Rohingya influx — a brewing crisis

March 17, 2014 11:30 pm | Updated November 16, 2021 07:57 pm IST - Kolkata:

A steady influx of Rohingya Muslims into West Bengal via Bangladesh is causing concern to the security establishment. The Rohingyas live in Myanmar’s Rakhine State, which lies northwest of Bangladesh’s Chittagong Division.

A senior intelligence official told The Hindu that “more than one thousand” Rohingya refugees had been detained and sent to prisons in the State in the last six months.

But the West Bengal government has no clear idea of the actual number of the undocumented immigrants who entered the State in the pat few years. On the one hand, the influx is becoming a “security risk” and, on the other, it is snowballing into a major humanitarian crisis, officials agree.

According to a 1983 state-sponsored census (in the then Burma), which was questioned by observers, Rakhine has nearly four million people. Among at least a dozen ethnic groups, Buddhist Rakhines and Muslim Rohingyas are a clear majority and almost equal in number.

Now, after 30 years, with another census coming in another month in Myanmar, which is on the road to democracy, Rohingyas are facing a stark future.

“They are not considered Burmese citizens under the Citizenship Law and hence they are desperately trying to move out of Myanmar as they know they will be victimised,” said a Home Ministry official.

In a massive riot in Rakhine in 2012, tens of thousands of Rohingya Muslims were displaced, several people were killed and property was looted. Buddhist Rakhines suffered heavy losses as well.

Myanmar has about 800, 000 stateless Rohingyas, without access to basic healthcare or education.

Since 2013, as the influx of Ronhingyas increased, Bangladesh has closed its door to one of the most “persecuted minorities” in the world, saying they are not Bangladeshis. While earlier it allowed a restricted number to enter the country (about 30,000 registered Rohingyas, supported by the U.N. High Commissioner for Refugees), Dhaka is not ready to accept any more refugees.

So, sandwiched between the Buddhist-dominated Myanmar and Muslim-dominated Bangladesh, the Rohingyas are entering India via northeast, say officials.

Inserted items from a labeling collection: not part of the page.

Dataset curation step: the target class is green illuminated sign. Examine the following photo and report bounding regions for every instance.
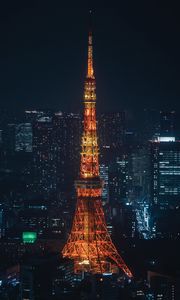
[22,231,37,244]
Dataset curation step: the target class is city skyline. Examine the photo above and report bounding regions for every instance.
[0,0,180,300]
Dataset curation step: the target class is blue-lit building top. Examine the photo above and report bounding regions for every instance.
[151,137,180,208]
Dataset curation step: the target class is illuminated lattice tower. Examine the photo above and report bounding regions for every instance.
[62,32,132,277]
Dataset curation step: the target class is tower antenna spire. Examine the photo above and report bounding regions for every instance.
[62,14,132,277]
[86,9,94,79]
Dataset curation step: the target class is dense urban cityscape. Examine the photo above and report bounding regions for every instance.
[0,0,180,300]
[0,106,180,299]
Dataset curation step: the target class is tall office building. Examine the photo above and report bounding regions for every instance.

But “this is not good news for us,” a senior Home Ministry official said.

The refugees detained under the Foreigners Act, 1946 are now supposed be sent to the Tihar jail in New Delhi as the UNHCR has jurisdiction only in Tihar.

Once they get refugee status, they will be sent to India’s only refugee camp, which is in Jammu.

“But we do not know when that will happen, as it is not easy to send so many people,” said an official at Alipore jail here.